The first edition of this year's version of the Davos Wife confessional is somewhat tamer. An unnamed woman spills the beans to Anya Schiffrin, the wife of economist Joseph Stiglitz who was responsible for last year's awesomeness.

For my money, this is the best part:

The men discuss economics and the women discuss how they feel about being Davos Wives. Some swear they won’t come back but they usually do. We trade stories of snubs and panels we couldn’t get into.

Davos is a competitive place; there is always much comparing of notes so people can learn which events they didn’t get invited to. Gossip is a valuable currency — as it is everywhere — so any juicy examples of drunken midnight misdeeds are passed around pretty quickly. A lot of untoward groping goes on after hours and that is discussed quietly rather than openly.

Apparently, whatever happens in Davos doesn't quite stay in Davos.

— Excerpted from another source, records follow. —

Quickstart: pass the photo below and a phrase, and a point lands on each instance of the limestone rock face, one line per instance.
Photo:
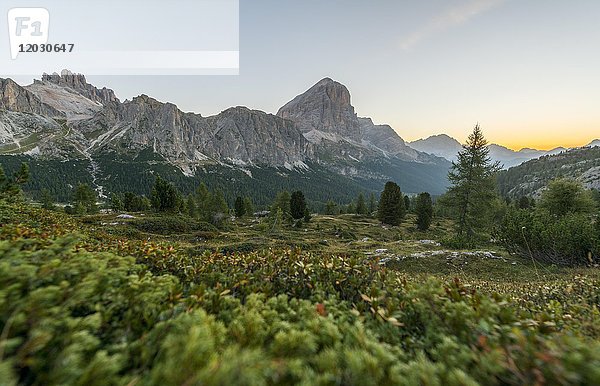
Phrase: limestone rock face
(78, 83)
(324, 110)
(324, 113)
(16, 98)
(237, 135)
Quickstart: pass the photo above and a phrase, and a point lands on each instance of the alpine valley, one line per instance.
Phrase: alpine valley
(70, 131)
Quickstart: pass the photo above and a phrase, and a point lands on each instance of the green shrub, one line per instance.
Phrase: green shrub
(567, 240)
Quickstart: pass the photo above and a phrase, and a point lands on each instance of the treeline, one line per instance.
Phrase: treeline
(120, 174)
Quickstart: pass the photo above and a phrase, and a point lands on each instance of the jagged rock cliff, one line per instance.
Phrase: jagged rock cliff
(78, 83)
(237, 135)
(17, 99)
(324, 113)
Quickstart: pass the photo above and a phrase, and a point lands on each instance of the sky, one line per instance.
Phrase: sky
(528, 71)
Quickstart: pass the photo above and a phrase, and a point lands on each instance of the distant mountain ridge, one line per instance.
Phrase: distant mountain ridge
(447, 147)
(63, 118)
(531, 177)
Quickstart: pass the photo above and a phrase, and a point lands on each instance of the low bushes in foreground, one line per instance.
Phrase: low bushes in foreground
(70, 316)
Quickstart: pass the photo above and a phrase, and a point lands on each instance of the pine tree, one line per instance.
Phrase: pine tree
(297, 205)
(473, 186)
(523, 203)
(192, 208)
(248, 206)
(424, 210)
(307, 215)
(391, 208)
(165, 197)
(331, 208)
(117, 202)
(361, 207)
(372, 204)
(238, 207)
(282, 201)
(84, 199)
(11, 187)
(219, 210)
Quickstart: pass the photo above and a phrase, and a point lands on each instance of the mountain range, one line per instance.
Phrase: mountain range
(316, 142)
(443, 145)
(531, 177)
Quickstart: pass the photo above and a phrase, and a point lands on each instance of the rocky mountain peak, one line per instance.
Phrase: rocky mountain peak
(13, 97)
(78, 83)
(324, 108)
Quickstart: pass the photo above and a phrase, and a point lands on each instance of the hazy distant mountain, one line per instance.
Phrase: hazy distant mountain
(315, 138)
(445, 146)
(325, 115)
(529, 178)
(441, 145)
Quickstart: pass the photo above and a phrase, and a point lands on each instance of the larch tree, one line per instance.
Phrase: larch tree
(391, 210)
(473, 189)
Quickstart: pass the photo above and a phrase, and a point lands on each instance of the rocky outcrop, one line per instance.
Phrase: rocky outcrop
(440, 145)
(324, 111)
(78, 83)
(16, 98)
(237, 135)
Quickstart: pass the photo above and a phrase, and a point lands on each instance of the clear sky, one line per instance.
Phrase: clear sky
(527, 70)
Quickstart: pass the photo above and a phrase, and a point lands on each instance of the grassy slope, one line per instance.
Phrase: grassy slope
(330, 316)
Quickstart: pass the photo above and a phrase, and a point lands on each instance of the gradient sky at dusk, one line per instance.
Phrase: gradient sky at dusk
(528, 71)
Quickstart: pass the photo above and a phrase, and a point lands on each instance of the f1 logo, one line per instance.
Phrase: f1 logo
(27, 26)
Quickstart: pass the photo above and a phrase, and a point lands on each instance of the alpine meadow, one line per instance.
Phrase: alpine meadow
(145, 243)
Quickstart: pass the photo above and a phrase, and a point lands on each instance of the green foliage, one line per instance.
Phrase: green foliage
(100, 310)
(307, 216)
(166, 225)
(297, 205)
(238, 207)
(424, 211)
(47, 200)
(566, 196)
(84, 200)
(529, 177)
(568, 240)
(331, 208)
(391, 208)
(164, 196)
(361, 206)
(10, 188)
(248, 206)
(525, 202)
(372, 204)
(473, 187)
(283, 202)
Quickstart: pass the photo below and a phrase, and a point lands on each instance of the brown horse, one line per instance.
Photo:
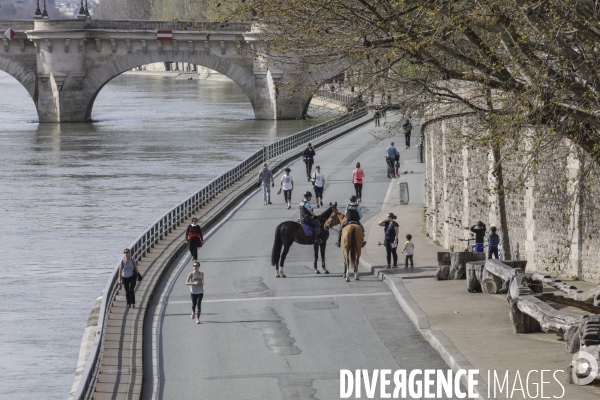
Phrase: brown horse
(352, 241)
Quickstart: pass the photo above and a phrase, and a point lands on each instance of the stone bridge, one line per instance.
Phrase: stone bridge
(64, 64)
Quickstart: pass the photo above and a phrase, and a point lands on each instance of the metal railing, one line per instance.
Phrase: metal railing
(344, 98)
(16, 24)
(198, 26)
(177, 215)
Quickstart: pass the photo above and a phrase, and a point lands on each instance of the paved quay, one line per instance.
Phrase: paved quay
(471, 330)
(264, 337)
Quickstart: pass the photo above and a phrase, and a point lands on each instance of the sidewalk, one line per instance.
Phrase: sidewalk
(470, 330)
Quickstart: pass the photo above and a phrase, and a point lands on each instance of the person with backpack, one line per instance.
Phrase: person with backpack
(193, 235)
(128, 276)
(318, 181)
(407, 128)
(390, 156)
(479, 230)
(493, 242)
(308, 156)
(265, 177)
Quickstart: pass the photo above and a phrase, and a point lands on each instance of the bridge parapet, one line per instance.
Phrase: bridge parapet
(18, 25)
(198, 26)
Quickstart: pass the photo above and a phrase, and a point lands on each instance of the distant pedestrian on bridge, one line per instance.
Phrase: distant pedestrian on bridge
(390, 156)
(318, 181)
(287, 183)
(128, 275)
(308, 156)
(357, 179)
(194, 237)
(407, 128)
(265, 178)
(391, 229)
(196, 282)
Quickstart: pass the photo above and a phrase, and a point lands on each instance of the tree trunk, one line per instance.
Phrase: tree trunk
(500, 195)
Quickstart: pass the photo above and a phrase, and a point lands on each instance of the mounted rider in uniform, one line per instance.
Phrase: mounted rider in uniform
(307, 216)
(353, 213)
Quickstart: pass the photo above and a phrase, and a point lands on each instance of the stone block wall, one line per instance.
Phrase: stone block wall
(551, 224)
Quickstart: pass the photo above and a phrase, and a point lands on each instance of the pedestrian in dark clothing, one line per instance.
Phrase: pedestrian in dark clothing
(391, 229)
(407, 128)
(377, 117)
(265, 177)
(194, 237)
(391, 154)
(493, 242)
(479, 230)
(308, 157)
(128, 274)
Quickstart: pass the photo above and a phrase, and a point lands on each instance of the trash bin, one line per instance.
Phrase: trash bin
(403, 190)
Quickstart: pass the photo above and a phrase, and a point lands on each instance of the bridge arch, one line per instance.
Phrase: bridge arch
(24, 75)
(100, 76)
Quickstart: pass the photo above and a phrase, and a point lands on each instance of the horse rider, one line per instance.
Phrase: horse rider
(353, 213)
(307, 216)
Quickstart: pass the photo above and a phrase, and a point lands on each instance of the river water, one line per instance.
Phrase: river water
(73, 196)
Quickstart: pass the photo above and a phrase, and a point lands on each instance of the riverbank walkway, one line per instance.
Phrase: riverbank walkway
(264, 337)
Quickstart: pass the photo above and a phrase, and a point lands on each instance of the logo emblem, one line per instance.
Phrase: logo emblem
(590, 365)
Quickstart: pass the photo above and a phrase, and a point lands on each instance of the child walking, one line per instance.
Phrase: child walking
(409, 249)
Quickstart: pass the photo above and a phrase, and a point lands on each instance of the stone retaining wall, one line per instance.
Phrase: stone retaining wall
(555, 230)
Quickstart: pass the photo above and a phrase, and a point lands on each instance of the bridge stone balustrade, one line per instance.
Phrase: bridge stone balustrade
(63, 64)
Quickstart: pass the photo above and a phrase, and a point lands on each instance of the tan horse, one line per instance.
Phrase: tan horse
(352, 240)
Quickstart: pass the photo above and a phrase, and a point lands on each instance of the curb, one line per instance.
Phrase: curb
(449, 353)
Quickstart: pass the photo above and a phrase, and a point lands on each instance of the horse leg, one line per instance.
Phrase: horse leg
(286, 248)
(316, 248)
(323, 257)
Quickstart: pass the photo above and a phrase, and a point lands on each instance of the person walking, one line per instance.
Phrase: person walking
(479, 230)
(493, 242)
(357, 179)
(407, 127)
(128, 275)
(195, 280)
(318, 180)
(390, 156)
(377, 117)
(391, 230)
(265, 177)
(194, 237)
(308, 156)
(353, 213)
(307, 216)
(409, 249)
(287, 183)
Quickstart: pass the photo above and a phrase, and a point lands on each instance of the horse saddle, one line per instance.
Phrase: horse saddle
(307, 229)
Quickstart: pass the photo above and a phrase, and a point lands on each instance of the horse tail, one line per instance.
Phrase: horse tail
(277, 245)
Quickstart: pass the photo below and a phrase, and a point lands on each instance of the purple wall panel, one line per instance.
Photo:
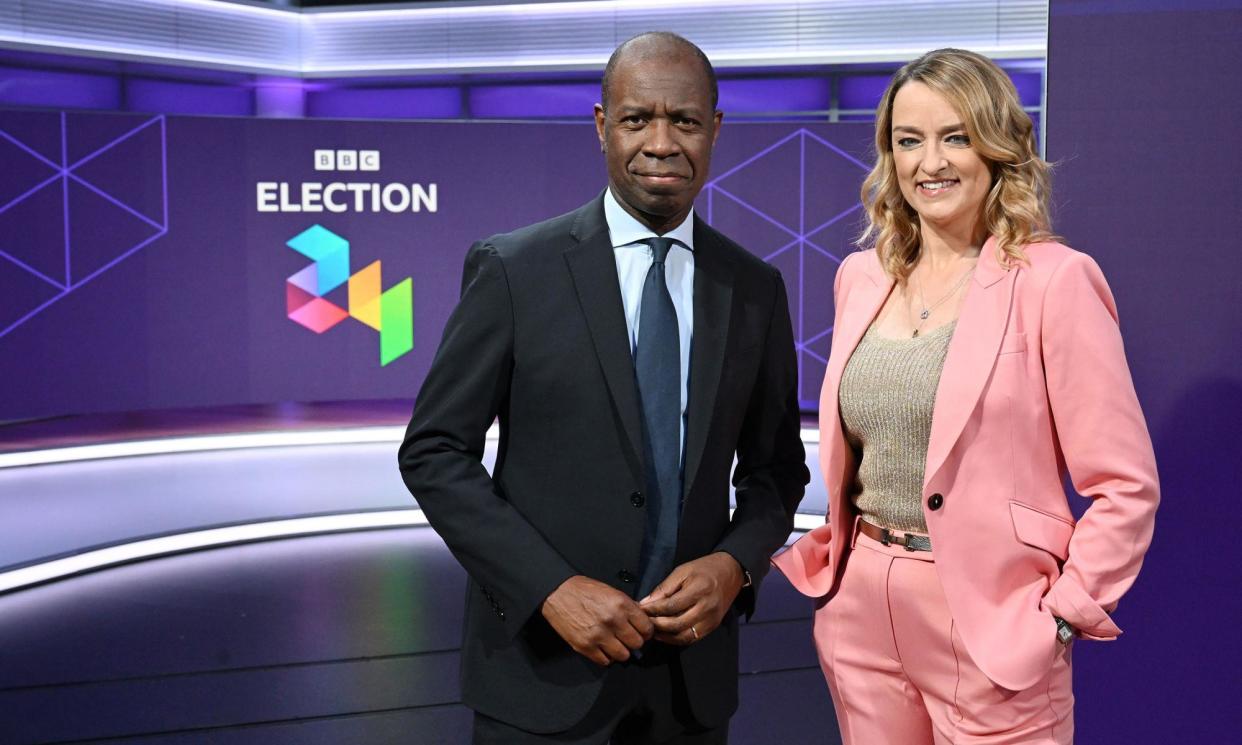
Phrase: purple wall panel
(384, 103)
(170, 287)
(534, 101)
(774, 94)
(861, 91)
(60, 90)
(169, 97)
(1143, 109)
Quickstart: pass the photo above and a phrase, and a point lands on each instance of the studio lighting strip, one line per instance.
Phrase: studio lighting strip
(213, 538)
(512, 36)
(168, 446)
(181, 543)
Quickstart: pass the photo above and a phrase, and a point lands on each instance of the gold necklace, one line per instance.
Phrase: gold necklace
(927, 309)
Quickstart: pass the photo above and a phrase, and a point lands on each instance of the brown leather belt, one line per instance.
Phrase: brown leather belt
(907, 540)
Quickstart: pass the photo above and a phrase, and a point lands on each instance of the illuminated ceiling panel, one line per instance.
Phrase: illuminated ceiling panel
(412, 39)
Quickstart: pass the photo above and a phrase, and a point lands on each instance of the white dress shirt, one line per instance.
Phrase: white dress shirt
(634, 260)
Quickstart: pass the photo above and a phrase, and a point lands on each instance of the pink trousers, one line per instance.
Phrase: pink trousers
(898, 672)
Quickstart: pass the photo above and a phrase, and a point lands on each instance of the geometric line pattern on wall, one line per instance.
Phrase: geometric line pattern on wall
(72, 240)
(390, 312)
(810, 231)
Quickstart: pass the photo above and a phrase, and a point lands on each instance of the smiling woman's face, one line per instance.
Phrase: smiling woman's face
(940, 174)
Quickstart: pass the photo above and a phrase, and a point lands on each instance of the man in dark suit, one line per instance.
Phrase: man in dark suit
(630, 352)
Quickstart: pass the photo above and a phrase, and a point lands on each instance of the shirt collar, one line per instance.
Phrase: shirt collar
(624, 229)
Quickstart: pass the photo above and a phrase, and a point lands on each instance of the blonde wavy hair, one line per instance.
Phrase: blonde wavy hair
(1016, 209)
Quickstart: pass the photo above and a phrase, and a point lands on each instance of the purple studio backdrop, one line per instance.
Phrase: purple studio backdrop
(1143, 109)
(144, 261)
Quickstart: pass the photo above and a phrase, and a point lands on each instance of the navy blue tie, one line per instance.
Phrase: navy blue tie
(657, 364)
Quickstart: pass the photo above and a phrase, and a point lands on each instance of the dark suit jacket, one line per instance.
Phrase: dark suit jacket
(539, 340)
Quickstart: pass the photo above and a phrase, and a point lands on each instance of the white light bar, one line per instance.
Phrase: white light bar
(167, 446)
(181, 543)
(140, 550)
(415, 39)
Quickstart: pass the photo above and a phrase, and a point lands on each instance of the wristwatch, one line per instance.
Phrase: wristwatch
(1066, 632)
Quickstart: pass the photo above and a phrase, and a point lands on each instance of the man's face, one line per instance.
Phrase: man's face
(657, 130)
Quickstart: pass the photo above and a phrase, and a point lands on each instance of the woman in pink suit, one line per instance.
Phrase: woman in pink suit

The latest salvo from Schiffrin gets a bit steamier. Apparently, the pleasures of being a Davos Wife are inversely correlated with the importance of the relevant Davos Man.

I am starting to think that the average lily-livered man may not be able to face the vicissitudes of life at Davos and that we women are much better suited for the event’s rampant paranoia, ego smashing and petty humiliations.

Because we are Davos Wives, we know how to cope. A more important husband means more blatant snubs for the spouse and that means more hilarity. I loved the gorgeous prime minister’s wife who, after reading one of my columns last year, approached me, laughing. “Thank you so much,” she said. “This stuff happens to me all the time. Often the security people won’t even let me get into the car with my husband.”

These are the kind of brutal humiliations that ordinary people cannot even imagine.